But, to bring it back around to the good side, I don’t think any of those holes are any harder to retcon away than any other SF movie. A lot of them probably should’ve been addressed with an extra line or two of dialogue here or there, but it’s not hard to imagine off-screen conversations (and while it’s a very long movie, there are conversations off screen…) that could plug a bunch of the holes.

And I greatly appreciate the movie for what it isn’t, which is any of the things we saw in the trailers. Which, for our showing, were for the seventh Fast and Furious movie, the third Hunger Games movie, the second Avengers movie, and Ridley Scott remaking The Ten Commandments. (We also got trailers for a MLK biopic and a dreadful-looking Mark Wahlberg movie, but those aren’t relevant here.) For all Interstellar’s flaws, it’s at least got ambition– it’s an original story, not a sequel or a remake or based on something that was successful in another medium. And those are depressingly rare these days. The flaws of Interstellar are, for the most part, present in pretty much every big-budget movie, but at least it’s trying to do something ambitious and original.

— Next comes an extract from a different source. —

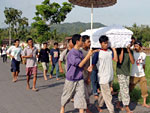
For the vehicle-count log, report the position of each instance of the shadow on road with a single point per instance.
(49, 86)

So, I’m overall pretty happy with the movie. It also helps that Christopher Nolan’s general directorial style works well for me, making me more inclined to forgive the plot holes and bending of science to serve dramatic purposes– if you’re allergic to the Inception horns, you’ll probably feel less charitable. But it’s a great-looking movie, with spectacular design work, and while it takes liberties with astrophysics, it presents a very positive view of science on the whole. I’m glad I saw it in the theater, and I hope it makes a giant pile of money, mostly so people in Hollywood will keep giving Nolan the resources to make movies that aim high.

Particle Fever and Modern Art

As mentioned last week, I was the on-hand expert for the Secret Science Club’s foray into Massachusetts, a screening of the movie Particle Fever held at MASS MoCA. This worked out nicely in a lot of respects– it gave me an excuse to visit the newly renovated Clark Art Institute in Williamstown and check out the spiffy new library at Williams (where they have my second book on the shelves, but not my first; I may need to send them an author copy in lieu of a check this year…). I also did some random nostalgia things like grabbing dinner at Colonial Pizza (now in a strip mall halfway to North Adams, not the same vibe) and going up to the overlook above the famous hairpin turn (the view from which is one of the things that convinced me I wanted to go to Williams). And, of course, I got to see the much-buzzed-about movie, which I hadn’t gotten my act together to check out when it was in theaters. So, all kinds of winning.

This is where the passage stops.